There is one area where the Kremlin can markedly damage Washington’s interests without much economic pain, and that’s in the realm of space. Because since the shuttle Atlantis staged its last flight, in 2011, NASA has been entirely reliant on Soyuz launchers to reach the cosmos. Should Putin decide to cancel agreements where Americans hitch a ride on Russian-led trips, for the first time in decades, US astronauts will be completely earthbound.
The new US sanctions on Russia have angered the Kremlin, especially after Donald Trump promised to repair relations. With the American president increasingly looking a busted flush, Moscow is likely to deliver a forceful response.
In the end, it didn’t take long.

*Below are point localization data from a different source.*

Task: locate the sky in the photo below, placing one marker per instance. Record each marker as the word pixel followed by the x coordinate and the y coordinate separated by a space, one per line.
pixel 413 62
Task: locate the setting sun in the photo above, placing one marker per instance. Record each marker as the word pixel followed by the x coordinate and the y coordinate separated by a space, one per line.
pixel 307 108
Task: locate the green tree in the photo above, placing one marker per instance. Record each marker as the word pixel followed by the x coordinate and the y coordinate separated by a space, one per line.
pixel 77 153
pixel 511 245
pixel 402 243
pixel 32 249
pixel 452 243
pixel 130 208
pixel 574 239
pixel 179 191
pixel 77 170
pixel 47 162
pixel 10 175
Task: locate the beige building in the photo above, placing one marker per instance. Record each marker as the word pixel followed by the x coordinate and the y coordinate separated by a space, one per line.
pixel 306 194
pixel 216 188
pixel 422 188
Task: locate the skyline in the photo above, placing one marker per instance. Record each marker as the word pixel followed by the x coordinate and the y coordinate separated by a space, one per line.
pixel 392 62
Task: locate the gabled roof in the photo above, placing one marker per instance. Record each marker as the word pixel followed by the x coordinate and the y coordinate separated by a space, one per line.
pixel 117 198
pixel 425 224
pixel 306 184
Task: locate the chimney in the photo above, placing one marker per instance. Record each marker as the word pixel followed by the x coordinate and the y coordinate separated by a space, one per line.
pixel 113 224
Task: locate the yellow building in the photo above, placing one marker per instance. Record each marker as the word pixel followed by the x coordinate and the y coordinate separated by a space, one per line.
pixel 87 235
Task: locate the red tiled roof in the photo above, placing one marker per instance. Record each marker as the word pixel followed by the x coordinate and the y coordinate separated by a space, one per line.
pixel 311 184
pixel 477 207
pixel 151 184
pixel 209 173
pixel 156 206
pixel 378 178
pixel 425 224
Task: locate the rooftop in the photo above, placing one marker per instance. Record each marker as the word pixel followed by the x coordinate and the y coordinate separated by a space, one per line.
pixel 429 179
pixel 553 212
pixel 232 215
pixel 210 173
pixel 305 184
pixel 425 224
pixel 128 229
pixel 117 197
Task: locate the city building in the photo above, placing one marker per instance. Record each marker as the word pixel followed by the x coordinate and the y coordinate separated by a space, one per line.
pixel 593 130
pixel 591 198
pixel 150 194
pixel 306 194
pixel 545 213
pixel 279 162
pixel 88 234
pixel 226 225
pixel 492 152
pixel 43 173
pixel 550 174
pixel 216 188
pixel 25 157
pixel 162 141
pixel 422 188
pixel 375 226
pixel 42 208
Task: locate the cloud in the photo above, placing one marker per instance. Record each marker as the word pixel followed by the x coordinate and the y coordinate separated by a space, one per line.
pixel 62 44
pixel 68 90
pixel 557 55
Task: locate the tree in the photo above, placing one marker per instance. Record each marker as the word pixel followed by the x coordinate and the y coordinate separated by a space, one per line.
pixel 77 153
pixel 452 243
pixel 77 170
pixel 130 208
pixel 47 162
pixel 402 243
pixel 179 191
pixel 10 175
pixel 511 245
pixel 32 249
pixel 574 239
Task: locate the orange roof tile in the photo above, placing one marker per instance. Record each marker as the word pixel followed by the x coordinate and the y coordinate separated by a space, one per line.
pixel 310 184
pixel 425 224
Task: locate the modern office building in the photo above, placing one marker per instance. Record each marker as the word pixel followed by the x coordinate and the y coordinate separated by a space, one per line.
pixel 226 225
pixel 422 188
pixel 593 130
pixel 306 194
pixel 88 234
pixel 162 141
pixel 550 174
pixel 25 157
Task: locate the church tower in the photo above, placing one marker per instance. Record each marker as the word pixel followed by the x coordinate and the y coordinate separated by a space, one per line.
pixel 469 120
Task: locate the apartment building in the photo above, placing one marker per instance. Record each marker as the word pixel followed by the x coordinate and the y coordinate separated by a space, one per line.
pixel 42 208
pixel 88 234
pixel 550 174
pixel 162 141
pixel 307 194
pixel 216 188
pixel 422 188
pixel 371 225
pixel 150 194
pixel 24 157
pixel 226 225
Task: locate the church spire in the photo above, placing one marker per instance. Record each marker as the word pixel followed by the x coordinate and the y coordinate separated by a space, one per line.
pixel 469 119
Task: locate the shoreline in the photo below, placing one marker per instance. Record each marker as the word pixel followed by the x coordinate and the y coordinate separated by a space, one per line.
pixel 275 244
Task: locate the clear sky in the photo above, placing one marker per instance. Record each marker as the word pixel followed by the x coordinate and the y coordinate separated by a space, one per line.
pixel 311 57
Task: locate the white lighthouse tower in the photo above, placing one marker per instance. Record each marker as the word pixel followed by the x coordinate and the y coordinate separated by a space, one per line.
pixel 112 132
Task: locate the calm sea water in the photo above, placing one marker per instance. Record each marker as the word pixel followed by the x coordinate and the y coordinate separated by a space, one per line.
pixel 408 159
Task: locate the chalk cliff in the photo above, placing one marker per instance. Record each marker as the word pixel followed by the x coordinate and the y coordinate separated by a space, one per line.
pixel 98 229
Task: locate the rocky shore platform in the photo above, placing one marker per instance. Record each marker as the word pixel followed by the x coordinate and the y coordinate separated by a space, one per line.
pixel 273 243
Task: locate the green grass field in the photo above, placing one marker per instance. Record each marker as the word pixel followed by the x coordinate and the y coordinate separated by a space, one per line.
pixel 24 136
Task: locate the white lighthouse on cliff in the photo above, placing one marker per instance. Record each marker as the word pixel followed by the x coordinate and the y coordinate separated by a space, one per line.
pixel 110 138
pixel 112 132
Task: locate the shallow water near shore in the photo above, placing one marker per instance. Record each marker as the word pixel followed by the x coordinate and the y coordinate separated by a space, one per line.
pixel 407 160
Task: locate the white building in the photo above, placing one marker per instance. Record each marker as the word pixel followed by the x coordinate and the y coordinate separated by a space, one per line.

Just over six months after President Trump assumed office, the Washington establishment has, in the short to medium term at least, ended any hope of improved Russian-American relations. A humiliated Trump has been forced to publicly admonish his legislature for leaving him no option but to approve new coercive measures against Russia.
It wasn’t supposed to be like this. On election night, Trump promised to have “great relations” with everyone. And that followed a campaign where he intimated he’d remove Obama’s, comparatively feeble, anti-Russia penalties. Now, not only has he been forced to codify them, but he’s also signed into law far stricter embargoes. Rarely, if ever, has an occupant of the Oval Office been so openly paralyzed by lawmakers and the deep state.
In truth, Trump only has himself to blame. Because while he self-identifies as a Reagan-esque historical-figure-in-waiting, bringing detente to the world, he’s delivered only bombast and chaos. Instead of carefully building a coalition which would allow his, undoubted, deal-making skills to shine, he’s spent the first eight months of his reign fighting the media and his own party. He also betrayed a bizarre infatuation with insulting TV presenters, something beneath the dignity of his office.
Viewed from afar
Meanwhile, in Moscow, there is incredulity, bafflement, and bewilderment as to how Russia ended up as public enemy number one again. And astonishment at the political civil war which has gripped its old Cold War rival, as the established order unites to delegitimize the outsider who succeeded in winning the White House.
Things boiled over on Wednesday evening when the Russian Prime Minister took to Facebook to chide Trump as “impotent.” A clearly angry Dmitry Medvedev writing how “the hope of improving our relationship with the new American administration is over,” adding the sanctions amounted to “a full-fledged economic war on Russia.” Medvedev held little back as he noted a change in “the balance of power in US political circles” with representatives dictating to the president in matters of foreign policy.